Jade and gold brooch given by Sigmund Freud to his daughter Anna. (Image: © Freud Museum London)

The office in the north London home of famous psychoanalyst Sigmund Freud is crammed with ancient Egyptian, Greek, and Roman artefacts. Figurines crowd the desk at which he once worked. While Freud’s engagement with the Graeco-Roman world – the myths of Oedipus and Electra, for example – is well known, less familiar are his connections to China, including later on in life his collecting of Chinese art, some of which stood at the very centre of his desk. This exhibition explores the Chinese objects in Freud’s collection, as well as his ideas about the Chinese language and the impact of his work in China. A highlight is the jade and gold brooch he gave to his daughter Anna (a detail is shown above).

Freud Museum, London
Until 26 June 2022


Raphael, The Madonna of the Pinks (‘La Madonna dei Garofani’). Oil on yew, c.1506-1507. (Image: © National Gallery, London)

COVID-19 restrictions and closures derailed the National Gallery’s plans to mark the 500th anniversary of the death of the Italian Renaissance master Raphael (1483-1520) in 2020. This delayed exhibition charts the relatively short but varied career of the painter and draughtsman – a ‘universal’ man, in the words of artist and biographer Giorgio Vasari. It does not just feature his famous paintings, but also sheds light on his work in designing sculpture and tapestry, in architecture, archaeology, and even poetry. Works created early in his career in Urbino and elsewhere in Le Marche are featured, as are his Florentine paintings, including various versions of the Virgin and Child (some also produced in his early years in Rome) that have been brought together to illustrate how he made this subject his own.

Raphael, Study for an Angel. Red chalk over some stylus indentation, c.1515-1516. (Image: © Ashmolean Museum, University of Oxford)

In 1508, Raphael moved to Rome to work for the illustrious patron Pope Julius II. While there, he created some of his most monumental paintings, a series of frescoes for four rooms in the Pope’s private apartments, including scenes from the history of the Church and a gathering of philosophers of ancient Greece, the School of Athens. While in the city, Raphael also served as surveyor of ancient Rome to Leo X, Julius’ successor as pope. During his survey of the ancient remains, he completed drawings of the major buildings, like the Pantheon, and in 1519, in a letter to Leo on display in the exhibition, described the destruction of ruins as ‘the shame of our age’. He was appointed architect of the new St Peter’s Basilica and designed private townhouses in the city, as well as the Villa Madama for the Medici; this ambitious villa outside Rome was only partially completed.

National Gallery, London
Until 31 July 2022

Arabian Light

Artist David Bellamy (born 1943) has created atmospheric watercolours of scenic surroundings he has journeyed through, such as the changing light of the Arctic. Bellamy first travelled to the Middle East in 1963, and this exhibition showcases about 50 paintings from the region, capturing archaeological sites, deserts, mountains, and scenes of city life in Egypt, Lebanon, Jordan, and South Arabia. Among the scenes on view are the ruins of Baalbek in Lebanon, the Egyptian temple on the island of Philae, and the spectacular rock-carved buildings of Petra, like Urn Tomb (below).

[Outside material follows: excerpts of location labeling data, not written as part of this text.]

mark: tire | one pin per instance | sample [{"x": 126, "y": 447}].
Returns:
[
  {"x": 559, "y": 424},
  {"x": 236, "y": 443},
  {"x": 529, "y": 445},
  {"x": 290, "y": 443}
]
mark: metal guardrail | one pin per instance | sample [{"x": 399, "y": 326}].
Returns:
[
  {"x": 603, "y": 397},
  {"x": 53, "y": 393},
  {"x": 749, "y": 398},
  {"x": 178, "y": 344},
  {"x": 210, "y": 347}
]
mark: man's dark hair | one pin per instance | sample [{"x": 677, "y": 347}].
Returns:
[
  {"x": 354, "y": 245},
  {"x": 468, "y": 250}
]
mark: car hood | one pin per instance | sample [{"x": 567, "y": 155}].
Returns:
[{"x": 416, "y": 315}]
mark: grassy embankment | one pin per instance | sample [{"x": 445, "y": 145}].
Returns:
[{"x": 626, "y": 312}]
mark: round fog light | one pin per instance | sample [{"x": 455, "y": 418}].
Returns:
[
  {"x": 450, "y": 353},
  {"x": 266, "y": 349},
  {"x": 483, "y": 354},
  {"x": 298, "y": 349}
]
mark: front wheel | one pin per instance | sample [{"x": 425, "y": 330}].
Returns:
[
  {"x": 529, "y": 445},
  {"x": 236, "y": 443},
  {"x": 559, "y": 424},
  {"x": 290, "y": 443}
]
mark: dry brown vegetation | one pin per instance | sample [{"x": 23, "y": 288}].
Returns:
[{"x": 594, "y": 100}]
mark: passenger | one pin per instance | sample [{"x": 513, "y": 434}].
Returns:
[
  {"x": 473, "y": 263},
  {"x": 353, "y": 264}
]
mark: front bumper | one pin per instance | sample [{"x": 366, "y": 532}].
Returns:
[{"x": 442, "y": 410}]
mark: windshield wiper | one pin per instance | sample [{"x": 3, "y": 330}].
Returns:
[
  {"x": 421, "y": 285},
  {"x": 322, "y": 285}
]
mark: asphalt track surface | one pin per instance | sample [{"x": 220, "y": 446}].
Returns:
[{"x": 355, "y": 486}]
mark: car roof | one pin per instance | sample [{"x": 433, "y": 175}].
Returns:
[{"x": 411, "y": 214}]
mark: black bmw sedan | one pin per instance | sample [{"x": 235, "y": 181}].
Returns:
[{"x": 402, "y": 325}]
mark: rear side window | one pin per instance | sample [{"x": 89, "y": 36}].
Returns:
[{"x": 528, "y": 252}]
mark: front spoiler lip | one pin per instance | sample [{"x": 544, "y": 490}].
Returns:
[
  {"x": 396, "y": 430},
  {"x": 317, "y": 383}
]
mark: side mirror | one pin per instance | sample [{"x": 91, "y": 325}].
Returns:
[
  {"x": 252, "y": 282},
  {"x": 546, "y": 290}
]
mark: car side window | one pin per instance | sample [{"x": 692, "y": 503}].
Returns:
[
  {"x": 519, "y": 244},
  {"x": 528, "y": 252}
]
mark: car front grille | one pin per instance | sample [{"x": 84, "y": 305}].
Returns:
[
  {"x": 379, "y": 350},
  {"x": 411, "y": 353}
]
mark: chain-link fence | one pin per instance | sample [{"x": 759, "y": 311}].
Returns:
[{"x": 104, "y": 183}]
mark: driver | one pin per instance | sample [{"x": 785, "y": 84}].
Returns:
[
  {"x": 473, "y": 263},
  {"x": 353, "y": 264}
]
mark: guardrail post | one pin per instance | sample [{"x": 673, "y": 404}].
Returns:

David Bellamy, Urn Tomb. (Image: David Bellamy)

Osborne Studio Gallery, London
17-28 May 2022

Japan: Courts and Culture

Iwai Yozaemon, Armour, c.1610. Sent to James I by Shōgun Tokugawa Hidetada in 1613. (Image: Royal Collection Trust / © Her Majesty Queen Elizabeth II 2022)

Lacquer, porcelain, fans, embroidered screens, and armour are among the wide array of Japanese works from the UK’s Royal Collection going on display in this exhibition. Some of the pieces featured are diplomatic gifts and so tell the story of relations between the royal families of both countries. It was under James I in 1613 that this relationship and English trade in Japan began. Shōgun Tokugawa Hidetada presented the king with a stunning suit of samurai armour (below) in exchange for the letters and gifts James had sent with the first English ship to reach Japanese shores. Another highlight is a pair of folding-screen paintings depicting the changing seasons sent to Queen Victoria by Shōgun Tokugawa Iemochi in 1860, recently rediscovered in the Royal Collection. Conservation work has revealed details such as the use of Victorian railway timetables to patch up wear and tear.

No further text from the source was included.